The only athlete even to mention Palestine was Singletary, who said he and other participants had heard from a group of young Palestinians about the Israeli occupation. But as he concedes, “You’re never going to get the full picture.”

Hill stressed that he didn't believe any of the athletes on the tour did so with ill intent. "I don't even think they think they're making a political claim," he said. "Because American politics has normalized Zionism,” to the point where it’s one of the few remaining issues that receives wide, bipartisan support.

Even the most tepid pro-Palestinian statements have garnered severe criticism for American athletes, as evidenced by the backlash to NBA star Dwight Howard tweeting #FreePalestine, and Amar’e Stoudemire posting an image of two children, presumably a Palestinian and an Israeli, holding hands during the height of the 2014 Gaza bombings, a campaign that killed over 500 civilians.

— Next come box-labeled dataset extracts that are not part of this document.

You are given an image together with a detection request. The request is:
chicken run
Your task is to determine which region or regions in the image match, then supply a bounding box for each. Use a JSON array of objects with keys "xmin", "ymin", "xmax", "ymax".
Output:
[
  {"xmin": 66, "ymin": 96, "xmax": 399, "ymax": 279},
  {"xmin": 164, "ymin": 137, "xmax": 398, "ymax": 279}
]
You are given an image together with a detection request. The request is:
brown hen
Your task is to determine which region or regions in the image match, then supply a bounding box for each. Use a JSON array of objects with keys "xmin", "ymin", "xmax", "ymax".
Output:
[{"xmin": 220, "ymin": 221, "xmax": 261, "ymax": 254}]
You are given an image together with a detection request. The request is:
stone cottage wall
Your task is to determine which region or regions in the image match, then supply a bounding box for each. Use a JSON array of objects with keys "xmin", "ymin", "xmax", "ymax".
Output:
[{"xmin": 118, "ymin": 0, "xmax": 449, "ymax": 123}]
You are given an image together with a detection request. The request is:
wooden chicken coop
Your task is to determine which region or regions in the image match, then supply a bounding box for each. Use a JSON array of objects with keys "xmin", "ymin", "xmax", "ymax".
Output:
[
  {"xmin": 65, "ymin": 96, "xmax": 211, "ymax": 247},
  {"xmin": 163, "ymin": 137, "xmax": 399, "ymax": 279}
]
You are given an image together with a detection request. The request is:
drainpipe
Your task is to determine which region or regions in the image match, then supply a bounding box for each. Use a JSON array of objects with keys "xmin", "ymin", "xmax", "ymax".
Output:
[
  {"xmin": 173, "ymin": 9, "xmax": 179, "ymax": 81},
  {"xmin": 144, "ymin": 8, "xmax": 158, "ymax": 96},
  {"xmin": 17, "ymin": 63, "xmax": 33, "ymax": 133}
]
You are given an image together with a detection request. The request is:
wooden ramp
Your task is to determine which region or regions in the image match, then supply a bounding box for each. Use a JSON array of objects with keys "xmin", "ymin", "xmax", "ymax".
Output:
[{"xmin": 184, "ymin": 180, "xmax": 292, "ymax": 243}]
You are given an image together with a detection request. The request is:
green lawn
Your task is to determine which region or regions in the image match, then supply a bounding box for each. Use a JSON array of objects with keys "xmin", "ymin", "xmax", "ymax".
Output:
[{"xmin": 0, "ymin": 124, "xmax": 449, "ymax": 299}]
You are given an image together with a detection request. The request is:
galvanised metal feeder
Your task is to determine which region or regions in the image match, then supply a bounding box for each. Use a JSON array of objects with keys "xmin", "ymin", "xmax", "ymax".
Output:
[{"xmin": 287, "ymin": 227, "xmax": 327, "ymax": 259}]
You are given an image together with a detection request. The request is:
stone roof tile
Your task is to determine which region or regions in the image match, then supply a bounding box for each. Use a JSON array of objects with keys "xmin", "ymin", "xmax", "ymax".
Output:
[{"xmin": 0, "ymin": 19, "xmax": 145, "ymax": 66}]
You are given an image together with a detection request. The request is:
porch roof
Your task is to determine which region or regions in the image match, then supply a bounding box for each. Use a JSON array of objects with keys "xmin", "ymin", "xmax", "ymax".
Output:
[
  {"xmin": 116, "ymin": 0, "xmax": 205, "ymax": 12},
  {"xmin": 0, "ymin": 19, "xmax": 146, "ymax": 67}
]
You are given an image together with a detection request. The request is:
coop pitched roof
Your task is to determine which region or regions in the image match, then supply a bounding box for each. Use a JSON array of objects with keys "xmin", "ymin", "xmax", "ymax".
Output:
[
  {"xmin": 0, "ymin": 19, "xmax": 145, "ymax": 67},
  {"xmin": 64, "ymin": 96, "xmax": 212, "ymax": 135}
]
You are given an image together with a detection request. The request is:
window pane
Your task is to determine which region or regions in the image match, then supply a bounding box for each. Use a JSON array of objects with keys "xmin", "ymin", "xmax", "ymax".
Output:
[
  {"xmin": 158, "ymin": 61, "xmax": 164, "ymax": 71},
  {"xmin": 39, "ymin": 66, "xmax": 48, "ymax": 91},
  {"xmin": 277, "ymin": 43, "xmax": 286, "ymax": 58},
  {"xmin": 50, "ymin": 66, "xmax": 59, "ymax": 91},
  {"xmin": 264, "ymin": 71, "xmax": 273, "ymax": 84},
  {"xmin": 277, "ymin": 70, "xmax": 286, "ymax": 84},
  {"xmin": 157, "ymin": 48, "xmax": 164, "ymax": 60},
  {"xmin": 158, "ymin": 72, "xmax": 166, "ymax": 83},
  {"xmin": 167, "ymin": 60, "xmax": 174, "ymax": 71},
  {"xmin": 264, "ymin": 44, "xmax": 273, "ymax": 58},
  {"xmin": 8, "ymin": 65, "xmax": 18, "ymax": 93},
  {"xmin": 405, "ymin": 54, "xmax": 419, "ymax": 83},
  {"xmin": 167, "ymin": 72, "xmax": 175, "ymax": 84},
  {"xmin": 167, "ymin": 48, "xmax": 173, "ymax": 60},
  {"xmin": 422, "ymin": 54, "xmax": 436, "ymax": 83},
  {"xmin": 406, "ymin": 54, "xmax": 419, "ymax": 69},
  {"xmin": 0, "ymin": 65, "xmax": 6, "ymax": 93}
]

Hence the value of having these near universally adored U.S. athletes in Jerusalem. It’s a way for the NFL to make a political statement while appearing apolitical, and for Israel to do the same.

“Who doesn't like Joe Montana? Who doesn't like Jerome Bettis?” Hill asked. “The Bus, he's beloved. So if somebody's beloved, and they’re not seen as political figures and they do it, what happens is, it just reinforces the idea that it is not a political position to be pro-Israel; it's just life. It's like kissing a baby."